The money you earn when you complete a level is used to upgrade your hotel with items like flowers, statuettes, bars, and even kitchens. This isn’t as much fun as it sounds, though, as you really have no choice in the matter. You upgrade in order as soon as you have enough money, and you can’t really choose not to upgrade because then you won’t be able to make enough money to advance in the level. I think giving players a choice in how they upgrade would have gone a long way in adding interest to the game.
While Jane’s Hotel is a fun enough game, and follows the time management template quite well, there were a few things that stick out to me. First of all, the soundtrack, while very suitable in a hotel elevator music sort of way, gets very old quickly as it loops the same notes over and over. The characters do the same thing, in a way. While your hotel changes and gets bigger and opulent, everything else pretty much stays the same. The same guests keep coming in, and it actually makes it a bit confusing at times, when 3 of the exact same guy are all there asking for different items. It is difficult enough to keep things straight when things get hectic, but having identical characters is a bit of annoyance. My biggest complaint with Jane’s Hotel by far, though, is the controls.
I have played a fair amount of time management games, but none on the psp, and I was curious how the furious pointing and clicking would work into the psp’s control scheme. Despite some effort on the developer’s part with button shortcuts, it did not translate well. There is not a cursor to move around, rather items are highlighted in green, and you move around to them with the directional buttons. The problem is, things don’t really move in a specific order. For instance, there were many times that I wanted to take some coffee to a customer, and I simply could not get them to highlight. An annoyance in most games, but in time management a few seconds can cost you a level. It seemed at times that the game had a certain order it wanted me to follow, and if I didn’t then it just wouldn’t let me go where I wanted to.

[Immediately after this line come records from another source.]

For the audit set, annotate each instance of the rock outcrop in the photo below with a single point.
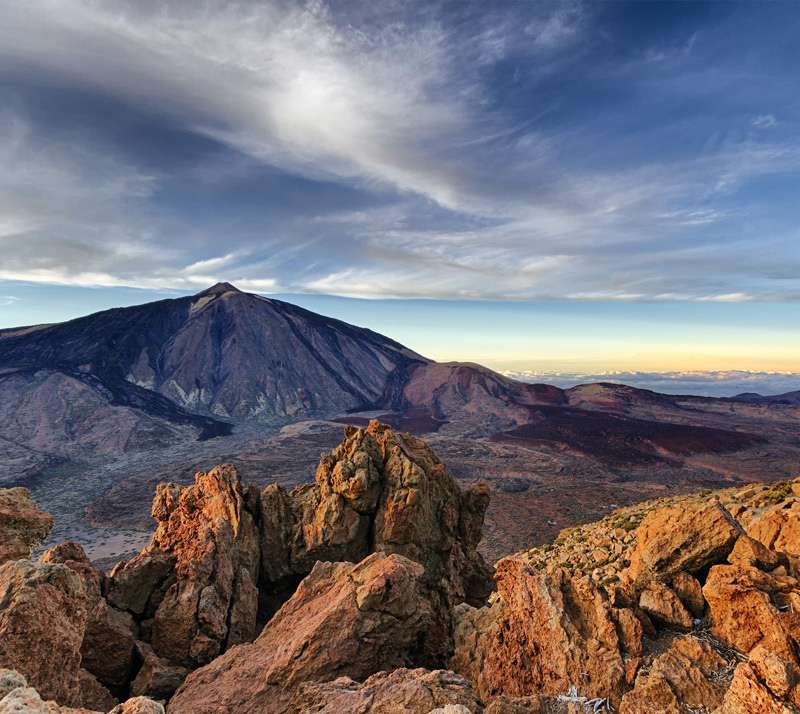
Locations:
(750, 607)
(23, 527)
(43, 615)
(779, 527)
(403, 691)
(684, 604)
(685, 676)
(343, 620)
(686, 537)
(548, 632)
(107, 650)
(195, 587)
(384, 491)
(16, 697)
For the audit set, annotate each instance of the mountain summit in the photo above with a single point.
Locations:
(221, 353)
(219, 289)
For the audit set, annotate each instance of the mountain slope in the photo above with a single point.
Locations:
(221, 353)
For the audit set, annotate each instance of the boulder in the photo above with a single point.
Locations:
(747, 695)
(686, 537)
(403, 691)
(343, 620)
(138, 585)
(749, 551)
(664, 606)
(43, 616)
(23, 527)
(108, 642)
(748, 607)
(679, 680)
(690, 592)
(93, 695)
(10, 679)
(199, 574)
(779, 675)
(379, 490)
(28, 701)
(156, 677)
(138, 705)
(779, 527)
(548, 631)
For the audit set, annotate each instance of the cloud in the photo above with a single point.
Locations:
(429, 151)
(703, 383)
(558, 28)
(764, 121)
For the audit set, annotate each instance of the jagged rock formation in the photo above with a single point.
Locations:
(379, 491)
(43, 615)
(683, 676)
(683, 604)
(219, 545)
(107, 648)
(344, 620)
(402, 691)
(16, 697)
(545, 628)
(194, 587)
(23, 527)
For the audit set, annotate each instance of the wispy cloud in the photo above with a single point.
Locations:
(765, 121)
(377, 152)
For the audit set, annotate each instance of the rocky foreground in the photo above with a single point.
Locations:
(364, 592)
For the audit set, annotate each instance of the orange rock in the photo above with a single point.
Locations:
(343, 620)
(548, 632)
(686, 537)
(679, 679)
(94, 695)
(108, 642)
(23, 527)
(690, 592)
(403, 691)
(200, 571)
(746, 695)
(155, 678)
(138, 705)
(752, 552)
(664, 606)
(743, 607)
(779, 527)
(43, 615)
(379, 490)
(629, 630)
(779, 675)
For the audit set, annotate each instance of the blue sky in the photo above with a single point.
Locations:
(621, 175)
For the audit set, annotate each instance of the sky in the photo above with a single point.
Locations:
(546, 187)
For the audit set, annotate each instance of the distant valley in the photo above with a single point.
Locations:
(95, 411)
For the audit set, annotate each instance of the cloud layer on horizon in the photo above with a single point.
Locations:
(715, 383)
(444, 150)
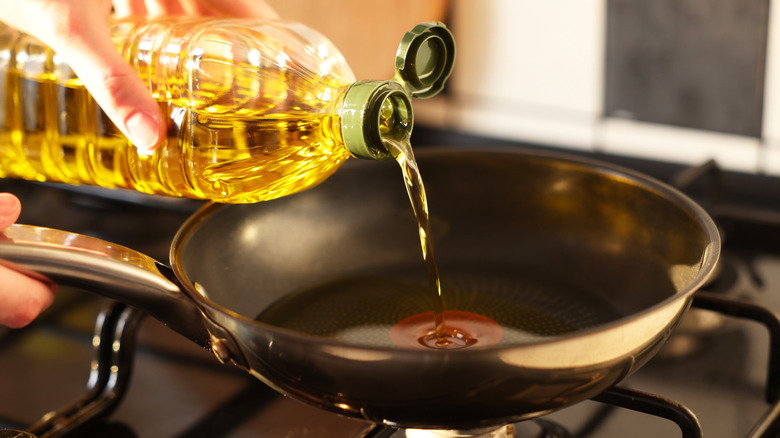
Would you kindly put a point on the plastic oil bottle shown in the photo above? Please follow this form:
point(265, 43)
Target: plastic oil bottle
point(255, 109)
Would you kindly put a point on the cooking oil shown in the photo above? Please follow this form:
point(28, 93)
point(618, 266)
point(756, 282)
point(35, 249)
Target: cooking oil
point(255, 111)
point(55, 131)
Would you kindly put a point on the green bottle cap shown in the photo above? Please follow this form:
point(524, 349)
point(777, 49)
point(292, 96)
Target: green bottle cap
point(375, 113)
point(425, 59)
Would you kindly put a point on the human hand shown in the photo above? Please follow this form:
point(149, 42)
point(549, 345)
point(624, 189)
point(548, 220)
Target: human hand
point(78, 30)
point(22, 297)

There are some shortcuts that help somewhat. For instance, the left shoulder button controls the chambermaid, and the right sends you to the front desk. The square button takes you right to the coffeepot. These do help, but there is a bit of a problem with promoting them. Right at the beginning, before you even begin to play, you are shown a screen that tells you all of the buttons. That’s it. Unless you have a really good memory, you’ll likely forget at least some of them, and the fact that the game only lets you move if a guest wants a certain item means you can’t even test what each button does during slow times. And yet, on each loading screen, you are given “tips” along the lines of “If a guest wants coffee, give him coffee.” Really? That’s a tip? I think the loading screens would have been an excellent place to promote the shortcuts.
Jane’s Hotel adds variety to the time management genre, and is a good choice for fans who want to get out of the diners and supermarkets and try something new. Repetitive music, uninteresting characters, and clunky controls detract from the fun of madly clicking, but they are not ultimately a deal breaker, more of an annoyance. I give Jane’s Hotel a 6 out of 10, and recommend it to time management fans who have played their way through supermarkets and diners and want to try something new.